Every week I go through a lot of articles, on all kinds of different subjects, to try and keep abreast of what’s going on in the tech industry. I subscribe to my fair share of newsletters, I scour Twitter for interesting links and I have a Pocket list as long as my arm. Hopefully this means I’m pretty well-informed, but there’s two problems with this.
Firstly, when it comes to the tech community I’m predominantly a consumer rather than a producer. I read all these articles and learn about all these different technologies but I barely contribute anything myself.
Secondly, I spend a lot of my time reading and not enough time doing. I get all this inspiration but it has no outlet.
This year, having worked very little so far (in case you didn’t notice, I’ve been travelling), I’ve felt this even more which is partly why I decided to start writing articles.
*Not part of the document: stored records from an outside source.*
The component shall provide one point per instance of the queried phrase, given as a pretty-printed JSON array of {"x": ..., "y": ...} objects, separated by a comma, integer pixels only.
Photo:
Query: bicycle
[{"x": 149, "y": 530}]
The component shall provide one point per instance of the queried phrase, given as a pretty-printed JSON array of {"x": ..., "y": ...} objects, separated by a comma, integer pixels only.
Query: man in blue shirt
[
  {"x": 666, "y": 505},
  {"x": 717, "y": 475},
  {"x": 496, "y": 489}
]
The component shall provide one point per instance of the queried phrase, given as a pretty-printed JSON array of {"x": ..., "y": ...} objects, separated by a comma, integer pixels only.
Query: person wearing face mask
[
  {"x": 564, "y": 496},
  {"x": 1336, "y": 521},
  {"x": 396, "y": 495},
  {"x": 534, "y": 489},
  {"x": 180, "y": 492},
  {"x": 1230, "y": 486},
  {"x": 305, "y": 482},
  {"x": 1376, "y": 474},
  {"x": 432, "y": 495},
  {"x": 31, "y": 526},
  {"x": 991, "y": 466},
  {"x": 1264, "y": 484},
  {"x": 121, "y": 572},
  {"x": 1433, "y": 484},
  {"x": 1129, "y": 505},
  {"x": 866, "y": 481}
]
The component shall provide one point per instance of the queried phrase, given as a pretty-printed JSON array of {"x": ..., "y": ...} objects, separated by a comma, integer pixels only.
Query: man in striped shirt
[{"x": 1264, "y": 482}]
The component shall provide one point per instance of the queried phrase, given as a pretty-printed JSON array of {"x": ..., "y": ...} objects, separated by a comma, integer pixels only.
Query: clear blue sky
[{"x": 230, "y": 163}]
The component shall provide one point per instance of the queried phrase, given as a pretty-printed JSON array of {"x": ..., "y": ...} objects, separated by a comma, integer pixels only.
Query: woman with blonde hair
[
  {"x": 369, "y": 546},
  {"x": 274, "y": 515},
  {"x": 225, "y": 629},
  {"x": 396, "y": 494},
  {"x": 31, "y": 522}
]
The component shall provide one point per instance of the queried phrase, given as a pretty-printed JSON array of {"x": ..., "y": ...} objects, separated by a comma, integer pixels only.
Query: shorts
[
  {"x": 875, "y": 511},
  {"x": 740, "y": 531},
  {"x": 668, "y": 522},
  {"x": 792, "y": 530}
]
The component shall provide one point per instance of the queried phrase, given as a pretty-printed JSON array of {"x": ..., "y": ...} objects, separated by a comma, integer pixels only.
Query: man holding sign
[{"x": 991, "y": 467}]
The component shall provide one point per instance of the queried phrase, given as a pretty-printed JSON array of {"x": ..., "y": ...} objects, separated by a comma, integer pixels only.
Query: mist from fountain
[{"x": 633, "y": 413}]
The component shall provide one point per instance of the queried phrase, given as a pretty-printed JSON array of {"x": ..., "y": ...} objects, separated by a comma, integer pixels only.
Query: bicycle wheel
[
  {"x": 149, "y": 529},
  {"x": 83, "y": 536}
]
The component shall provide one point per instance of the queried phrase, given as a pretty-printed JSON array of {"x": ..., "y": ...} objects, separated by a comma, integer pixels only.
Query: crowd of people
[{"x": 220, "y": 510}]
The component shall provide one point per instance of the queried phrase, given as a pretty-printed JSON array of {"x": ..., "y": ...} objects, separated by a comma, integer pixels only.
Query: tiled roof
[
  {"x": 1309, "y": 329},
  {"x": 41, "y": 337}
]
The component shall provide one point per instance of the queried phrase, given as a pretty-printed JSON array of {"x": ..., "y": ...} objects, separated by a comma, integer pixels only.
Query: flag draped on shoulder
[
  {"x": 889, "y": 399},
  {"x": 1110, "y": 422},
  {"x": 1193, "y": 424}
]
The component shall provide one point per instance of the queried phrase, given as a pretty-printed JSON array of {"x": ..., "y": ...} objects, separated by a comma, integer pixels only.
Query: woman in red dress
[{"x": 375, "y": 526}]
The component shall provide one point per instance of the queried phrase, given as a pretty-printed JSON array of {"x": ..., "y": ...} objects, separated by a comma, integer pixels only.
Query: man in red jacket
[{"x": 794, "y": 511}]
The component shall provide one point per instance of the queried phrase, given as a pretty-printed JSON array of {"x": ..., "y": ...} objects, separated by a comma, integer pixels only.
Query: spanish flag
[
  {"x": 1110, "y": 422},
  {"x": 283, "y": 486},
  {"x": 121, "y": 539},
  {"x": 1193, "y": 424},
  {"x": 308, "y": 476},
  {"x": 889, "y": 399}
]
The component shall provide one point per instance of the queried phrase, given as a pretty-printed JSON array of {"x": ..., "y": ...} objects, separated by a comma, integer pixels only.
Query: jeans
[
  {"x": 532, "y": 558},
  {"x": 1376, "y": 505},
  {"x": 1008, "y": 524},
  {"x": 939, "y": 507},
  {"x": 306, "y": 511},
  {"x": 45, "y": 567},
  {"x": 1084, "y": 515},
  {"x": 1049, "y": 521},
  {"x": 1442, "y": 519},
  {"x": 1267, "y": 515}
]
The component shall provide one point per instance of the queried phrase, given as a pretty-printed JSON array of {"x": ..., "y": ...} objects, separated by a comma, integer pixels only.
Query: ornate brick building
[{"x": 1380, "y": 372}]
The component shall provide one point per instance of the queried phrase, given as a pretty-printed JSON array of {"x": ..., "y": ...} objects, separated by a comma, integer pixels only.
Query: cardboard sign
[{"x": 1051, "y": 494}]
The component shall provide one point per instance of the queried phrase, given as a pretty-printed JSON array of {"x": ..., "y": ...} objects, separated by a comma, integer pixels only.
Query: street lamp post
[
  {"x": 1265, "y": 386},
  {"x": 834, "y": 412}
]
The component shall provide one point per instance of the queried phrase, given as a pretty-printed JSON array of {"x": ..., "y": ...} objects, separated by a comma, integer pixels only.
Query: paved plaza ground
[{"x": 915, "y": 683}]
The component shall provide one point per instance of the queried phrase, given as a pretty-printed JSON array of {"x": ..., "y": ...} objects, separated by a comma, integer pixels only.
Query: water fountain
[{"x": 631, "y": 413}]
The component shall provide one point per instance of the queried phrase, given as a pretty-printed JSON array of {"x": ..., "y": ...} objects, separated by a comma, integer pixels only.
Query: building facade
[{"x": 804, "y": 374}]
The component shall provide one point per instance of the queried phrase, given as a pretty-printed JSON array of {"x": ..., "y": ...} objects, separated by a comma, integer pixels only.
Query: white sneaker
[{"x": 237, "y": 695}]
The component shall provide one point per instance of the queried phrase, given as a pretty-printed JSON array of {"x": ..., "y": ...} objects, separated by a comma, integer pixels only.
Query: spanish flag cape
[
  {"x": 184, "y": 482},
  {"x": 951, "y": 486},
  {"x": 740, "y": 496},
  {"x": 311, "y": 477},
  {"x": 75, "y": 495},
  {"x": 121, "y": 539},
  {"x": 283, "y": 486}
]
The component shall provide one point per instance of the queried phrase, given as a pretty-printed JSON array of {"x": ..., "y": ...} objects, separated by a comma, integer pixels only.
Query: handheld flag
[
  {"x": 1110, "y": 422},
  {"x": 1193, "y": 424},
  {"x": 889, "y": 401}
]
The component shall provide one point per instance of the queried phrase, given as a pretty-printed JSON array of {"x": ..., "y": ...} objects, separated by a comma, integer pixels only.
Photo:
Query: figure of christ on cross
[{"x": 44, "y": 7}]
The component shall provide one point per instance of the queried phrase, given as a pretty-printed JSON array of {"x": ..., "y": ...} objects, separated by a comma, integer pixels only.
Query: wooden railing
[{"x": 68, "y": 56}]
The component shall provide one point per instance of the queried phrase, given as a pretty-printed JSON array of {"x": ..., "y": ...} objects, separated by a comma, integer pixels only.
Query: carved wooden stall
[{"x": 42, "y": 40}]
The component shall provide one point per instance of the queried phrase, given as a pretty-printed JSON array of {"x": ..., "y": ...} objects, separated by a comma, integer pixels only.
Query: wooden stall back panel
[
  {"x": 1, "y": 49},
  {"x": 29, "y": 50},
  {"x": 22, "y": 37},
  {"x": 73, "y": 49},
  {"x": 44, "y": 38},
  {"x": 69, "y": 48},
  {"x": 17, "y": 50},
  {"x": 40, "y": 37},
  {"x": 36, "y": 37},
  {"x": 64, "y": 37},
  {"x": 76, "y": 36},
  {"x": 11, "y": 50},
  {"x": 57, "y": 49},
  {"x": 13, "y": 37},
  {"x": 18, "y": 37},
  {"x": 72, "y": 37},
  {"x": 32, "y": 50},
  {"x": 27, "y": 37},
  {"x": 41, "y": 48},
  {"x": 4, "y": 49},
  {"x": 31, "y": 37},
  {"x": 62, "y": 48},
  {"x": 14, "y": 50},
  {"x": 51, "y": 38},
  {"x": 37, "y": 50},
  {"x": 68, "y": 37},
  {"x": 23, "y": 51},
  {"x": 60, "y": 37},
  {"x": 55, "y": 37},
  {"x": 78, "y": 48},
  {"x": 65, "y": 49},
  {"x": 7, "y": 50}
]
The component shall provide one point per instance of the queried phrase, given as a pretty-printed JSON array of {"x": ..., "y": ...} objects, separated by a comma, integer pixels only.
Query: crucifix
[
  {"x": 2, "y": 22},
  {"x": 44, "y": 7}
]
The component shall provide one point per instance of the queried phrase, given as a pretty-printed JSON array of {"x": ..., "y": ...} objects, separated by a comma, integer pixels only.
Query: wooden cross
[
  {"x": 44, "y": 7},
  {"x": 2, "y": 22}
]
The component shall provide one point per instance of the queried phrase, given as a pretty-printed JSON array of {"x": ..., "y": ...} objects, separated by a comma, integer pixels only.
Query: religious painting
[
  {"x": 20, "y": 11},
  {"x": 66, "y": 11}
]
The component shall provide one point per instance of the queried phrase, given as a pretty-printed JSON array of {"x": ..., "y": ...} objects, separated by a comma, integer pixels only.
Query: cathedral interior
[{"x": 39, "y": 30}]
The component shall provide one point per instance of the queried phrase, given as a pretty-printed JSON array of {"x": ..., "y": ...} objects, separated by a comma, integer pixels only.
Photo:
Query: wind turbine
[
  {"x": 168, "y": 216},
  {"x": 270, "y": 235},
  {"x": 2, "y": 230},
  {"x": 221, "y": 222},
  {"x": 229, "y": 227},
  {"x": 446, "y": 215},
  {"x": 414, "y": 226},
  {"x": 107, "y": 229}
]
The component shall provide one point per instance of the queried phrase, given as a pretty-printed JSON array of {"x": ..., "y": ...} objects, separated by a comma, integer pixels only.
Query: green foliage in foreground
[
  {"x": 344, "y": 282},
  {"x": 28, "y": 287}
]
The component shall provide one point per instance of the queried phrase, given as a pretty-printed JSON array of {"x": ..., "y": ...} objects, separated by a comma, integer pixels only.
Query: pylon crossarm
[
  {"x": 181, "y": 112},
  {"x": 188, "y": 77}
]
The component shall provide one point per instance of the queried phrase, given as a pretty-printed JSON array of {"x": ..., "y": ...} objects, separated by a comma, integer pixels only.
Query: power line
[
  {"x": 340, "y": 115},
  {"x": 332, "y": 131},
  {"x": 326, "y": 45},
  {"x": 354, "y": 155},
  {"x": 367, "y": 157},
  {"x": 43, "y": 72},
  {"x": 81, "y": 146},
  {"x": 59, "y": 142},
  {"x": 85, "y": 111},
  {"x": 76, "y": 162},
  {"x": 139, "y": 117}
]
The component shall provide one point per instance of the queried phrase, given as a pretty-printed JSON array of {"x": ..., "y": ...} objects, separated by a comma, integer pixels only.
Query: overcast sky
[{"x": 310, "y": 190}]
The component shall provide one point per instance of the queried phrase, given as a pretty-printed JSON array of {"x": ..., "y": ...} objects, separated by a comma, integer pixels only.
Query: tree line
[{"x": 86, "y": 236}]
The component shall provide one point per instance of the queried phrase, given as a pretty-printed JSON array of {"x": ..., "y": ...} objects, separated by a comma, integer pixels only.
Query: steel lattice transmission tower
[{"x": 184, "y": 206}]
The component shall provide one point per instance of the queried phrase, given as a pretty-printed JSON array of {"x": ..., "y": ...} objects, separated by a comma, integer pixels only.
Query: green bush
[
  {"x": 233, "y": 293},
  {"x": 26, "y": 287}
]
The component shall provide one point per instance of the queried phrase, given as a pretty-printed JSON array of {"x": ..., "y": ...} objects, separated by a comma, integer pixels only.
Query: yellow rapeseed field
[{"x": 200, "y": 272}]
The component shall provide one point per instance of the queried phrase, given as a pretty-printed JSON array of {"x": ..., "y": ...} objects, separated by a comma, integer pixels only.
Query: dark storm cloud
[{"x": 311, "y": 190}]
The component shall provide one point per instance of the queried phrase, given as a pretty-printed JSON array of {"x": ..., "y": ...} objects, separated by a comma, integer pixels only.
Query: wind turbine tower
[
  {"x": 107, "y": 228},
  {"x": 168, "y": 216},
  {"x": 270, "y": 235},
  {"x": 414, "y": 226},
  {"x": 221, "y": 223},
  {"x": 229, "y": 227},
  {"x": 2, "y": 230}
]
One of the mental barriers I put up for myself is that I don’t have any projects I can use to experiment with new technologies. It’s all very well going through a “hello world” tutorial but it doesn’t get you very far – it doesn’t show you how the technology works in the real world.
I also have an issue with attention span: there are so many shiny tools out there and I want to learn them all. Obviously this is a ridiculous goal and, coupled with my lack of real-world projects, means I end up immobilised rather than productive.
Which is why I’ve decided to take up the maxim, “see one, do one, teach one,” in order to try and solve all these problems at the same time. When I come across a new technology that I can see being of use to me, I will attempt not only to read about it but to find an application for it and write about it.
And now I’ve written it down it’s real and has to happen.